핵심 개념
Decoupling the training of feature extraction layers and classification layers in overparameterized deep neural network architectures significantly improves model calibration while retaining accuracy.
초록
The paper presents two methods, Two-Stage Training (TST) and Variational Two-Stage Training (V-TST), to improve the calibration of overparameterized deep neural networks (DNNs) for image classification tasks.
Key highlights:
- Jointly training feature extraction layers (e.g., convolutional or attention layers) and classification layers (fully connected layers) in DNNs can lead to poorly calibrated models.
- TST first trains the DNN end-to-end using cross-entropy loss, then freezes the feature extraction layers and re-trains only the classification layers.
- V-TST further improves calibration by placing a Gaussian prior on the last hidden layer outputs and training the classification layers variationally using the evidence lower-bound (ELBO) objective.
- Experiments on CIFAR10, CIFAR100, and SVHN datasets show that TST and V-TST significantly improve calibration metrics like Expected Calibration Error (ECE) and Maximum Calibration Error (MCE) compared to the baseline DNN models, while maintaining similar accuracy.
- The improvements hold for both convolutional (Wide Residual Networks) and transformer-based (Vision Transformers) architectures.

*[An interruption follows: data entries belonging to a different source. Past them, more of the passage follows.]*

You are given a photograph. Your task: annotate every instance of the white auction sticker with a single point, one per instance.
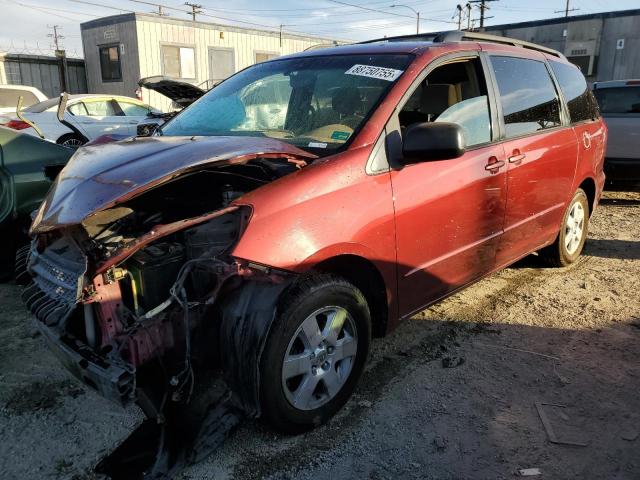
(383, 73)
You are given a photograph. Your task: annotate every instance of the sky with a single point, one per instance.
(25, 25)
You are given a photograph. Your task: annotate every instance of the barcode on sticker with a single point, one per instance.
(382, 73)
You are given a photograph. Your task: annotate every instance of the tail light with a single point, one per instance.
(17, 124)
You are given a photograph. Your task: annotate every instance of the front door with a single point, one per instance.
(541, 151)
(449, 213)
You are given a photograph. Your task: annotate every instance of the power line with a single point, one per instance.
(55, 35)
(386, 12)
(567, 9)
(483, 8)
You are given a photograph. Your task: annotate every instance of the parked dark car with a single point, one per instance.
(620, 106)
(381, 178)
(28, 166)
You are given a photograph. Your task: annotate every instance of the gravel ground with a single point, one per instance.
(566, 338)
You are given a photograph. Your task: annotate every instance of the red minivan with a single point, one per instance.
(304, 205)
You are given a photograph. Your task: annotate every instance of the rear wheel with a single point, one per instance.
(573, 233)
(315, 353)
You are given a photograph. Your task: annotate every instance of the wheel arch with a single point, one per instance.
(589, 186)
(365, 276)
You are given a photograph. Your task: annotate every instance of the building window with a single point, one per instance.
(179, 62)
(110, 63)
(222, 64)
(265, 56)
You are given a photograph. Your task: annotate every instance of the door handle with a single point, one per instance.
(517, 158)
(494, 165)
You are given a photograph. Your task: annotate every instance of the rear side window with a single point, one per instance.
(529, 99)
(133, 109)
(619, 100)
(9, 98)
(582, 105)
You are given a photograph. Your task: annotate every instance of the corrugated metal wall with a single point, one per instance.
(152, 32)
(122, 32)
(42, 72)
(591, 41)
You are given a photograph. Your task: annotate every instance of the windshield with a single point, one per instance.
(312, 102)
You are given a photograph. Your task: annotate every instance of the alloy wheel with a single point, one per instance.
(574, 228)
(319, 358)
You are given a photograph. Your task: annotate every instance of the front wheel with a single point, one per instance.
(315, 353)
(573, 233)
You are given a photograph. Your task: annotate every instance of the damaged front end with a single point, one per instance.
(138, 294)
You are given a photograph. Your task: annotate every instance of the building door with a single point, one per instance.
(222, 64)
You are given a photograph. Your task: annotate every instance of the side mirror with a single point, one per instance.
(432, 141)
(62, 105)
(146, 129)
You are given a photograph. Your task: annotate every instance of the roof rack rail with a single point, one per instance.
(460, 36)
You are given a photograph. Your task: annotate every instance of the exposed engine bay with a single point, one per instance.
(133, 300)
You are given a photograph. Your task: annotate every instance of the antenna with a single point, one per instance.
(195, 8)
(55, 35)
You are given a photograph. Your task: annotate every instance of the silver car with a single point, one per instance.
(619, 102)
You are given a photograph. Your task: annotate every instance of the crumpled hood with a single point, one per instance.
(101, 176)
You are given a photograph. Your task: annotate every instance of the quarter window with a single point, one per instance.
(179, 62)
(619, 100)
(110, 63)
(529, 99)
(265, 56)
(582, 105)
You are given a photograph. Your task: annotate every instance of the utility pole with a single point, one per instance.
(195, 8)
(60, 54)
(483, 9)
(567, 9)
(55, 35)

- An ablation study suggests that the two-stage training approach, rather than just the modified architecture, is the key driver of the calibration improvements.
통계
"If a perfectly calibrated model assigns probability p of class C in A events, we would expect p of those A events to be class C."
"Over-parameterized models under cross-entropy training tend to be overconfident."
인용구
"Decoupling the training of feature extraction layers and classification layers in over-parametrized DNN architectures such as Wide Residual Networks (WRN) and Visual Transformers (ViT) significantly improves model calibration whilst retaining accuracy, and at a low training cost."
"Placing a Gaussian prior on the last hidden layer outputs of a DNN, and training the model variationally in the classification training stage, even further improves calibration."